In simple terms, that means utilities get first dibs on a battery’s power at certain times and can use that power to help curb peak demand — specifically, during non-holiday weekdays from June through August, between 3 p.m. and 8 p.m.

“The remaining nine months of the year, the homeowners can do whatever they want with the batteries,” Carrillo said.

Utilities will also — at certain times — offer customers an additional incentive when their battery power is used either for on-site power needs or fed back into the grid. This is called “active dispatch,” and utilities will cut a check to compensate customers for the power their batteries provide.

In the event of a power outage, both “passive” and “active” dispatch agreements are suspended so that customers can power their homes.

“Once you add the performance incentives that will be paid out for 10 years,” Carrillo said in an email, “a [low- to moderate-income] customer could possibly cover the installation costs entirely.”

Federal tax credits can also help with costs if the battery is connected to a solar system, he said.

What are the benefits of batteries?

Public education on energy storage batteries is still in its nascent stage. To help get the word out, the Green Bank hosted a webinar about batteries and the Energy Storage Solutions program this week.

Carrillo said a core appeal of batteries versus fossil-fuel powered generators is that batteries can be a self-sustaining, clean and quiet power source when the lights go out.

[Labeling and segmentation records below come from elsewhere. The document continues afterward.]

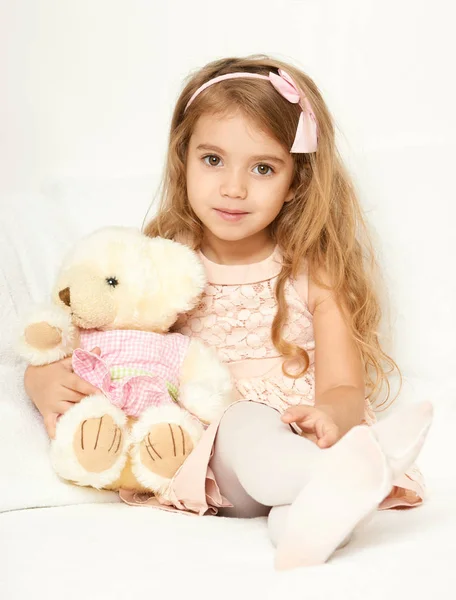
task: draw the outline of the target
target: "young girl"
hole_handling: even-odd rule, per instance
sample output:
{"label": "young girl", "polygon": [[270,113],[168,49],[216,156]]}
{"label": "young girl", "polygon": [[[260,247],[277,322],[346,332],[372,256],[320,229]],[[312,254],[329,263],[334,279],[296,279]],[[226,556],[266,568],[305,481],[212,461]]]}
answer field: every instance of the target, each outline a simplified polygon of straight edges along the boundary
{"label": "young girl", "polygon": [[[171,509],[268,515],[285,569],[326,561],[379,506],[422,502],[413,462],[432,407],[375,423],[396,365],[378,339],[360,206],[307,75],[261,56],[191,77],[146,233],[200,253],[209,284],[175,329],[218,351],[239,400],[178,471]],[[25,385],[51,436],[57,415],[94,391],[70,359],[29,367]]]}

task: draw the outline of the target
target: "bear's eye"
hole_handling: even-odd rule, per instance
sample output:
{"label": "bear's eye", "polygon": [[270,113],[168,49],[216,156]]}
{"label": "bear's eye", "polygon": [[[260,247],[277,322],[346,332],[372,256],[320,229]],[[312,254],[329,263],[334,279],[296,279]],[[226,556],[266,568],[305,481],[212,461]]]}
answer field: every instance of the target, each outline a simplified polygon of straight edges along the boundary
{"label": "bear's eye", "polygon": [[106,277],[106,283],[111,287],[116,287],[117,285],[119,285],[119,282],[115,277]]}

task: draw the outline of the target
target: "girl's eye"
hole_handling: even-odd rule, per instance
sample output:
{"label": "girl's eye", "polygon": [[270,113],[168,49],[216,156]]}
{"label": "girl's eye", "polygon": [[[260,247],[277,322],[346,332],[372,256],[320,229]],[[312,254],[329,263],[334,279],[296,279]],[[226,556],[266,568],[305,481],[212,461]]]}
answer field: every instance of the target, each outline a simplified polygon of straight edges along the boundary
{"label": "girl's eye", "polygon": [[269,165],[257,165],[255,169],[258,169],[258,175],[271,175],[271,173],[274,173],[274,169]]}
{"label": "girl's eye", "polygon": [[117,287],[119,285],[117,277],[106,277],[106,283],[111,287]]}
{"label": "girl's eye", "polygon": [[203,157],[204,162],[210,167],[218,167],[220,158],[215,156],[215,154],[209,154],[208,156]]}

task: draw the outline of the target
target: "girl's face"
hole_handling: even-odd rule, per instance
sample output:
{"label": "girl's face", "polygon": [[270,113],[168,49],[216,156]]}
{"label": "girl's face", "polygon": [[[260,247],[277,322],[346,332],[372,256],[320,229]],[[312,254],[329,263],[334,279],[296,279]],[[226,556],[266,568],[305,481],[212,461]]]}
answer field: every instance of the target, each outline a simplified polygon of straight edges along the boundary
{"label": "girl's face", "polygon": [[186,169],[190,205],[214,241],[268,238],[293,197],[292,156],[239,111],[199,118]]}

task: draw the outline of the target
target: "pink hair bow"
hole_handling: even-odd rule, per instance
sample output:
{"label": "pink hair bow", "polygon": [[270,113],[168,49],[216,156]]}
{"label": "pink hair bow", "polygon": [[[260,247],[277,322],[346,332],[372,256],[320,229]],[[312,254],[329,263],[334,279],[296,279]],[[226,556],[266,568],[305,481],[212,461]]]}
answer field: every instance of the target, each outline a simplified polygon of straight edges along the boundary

“The batteries will be able to provide energy in the event of a power outage to homes or businesses,” Carrillo said. “Depending on the size of the battery systems, it could go from a few hours to a few days.”

Carrillo said it’s important that homeowners understand that one battery module can’t entirely power a home in the event of a power failure. But he said it can provide enough power for things like a refrigerator, lightbulbs and medical equipment.

“That would give you, probably a good six, eight, 10 hours of power,” he said.

“It would be particularly helpful if the battery is tied to a [solar] system,” Carrillo said, because that ensures that during the day the solar panels can charge the batteries, which could then supply power overnight.

Once the sun comes up, Carrillo said, the cycle begins anew.

“You would be able to provide energy to your home for days, if needed,” he said.

But none of those benefits can be realized until the batteries turn on. And for that, Paul Aho, the Mansfield resident, is still waiting.

“The incentives are working properly,” Aho said. “We just need to get all the bureaucratic gears working more smoothly.”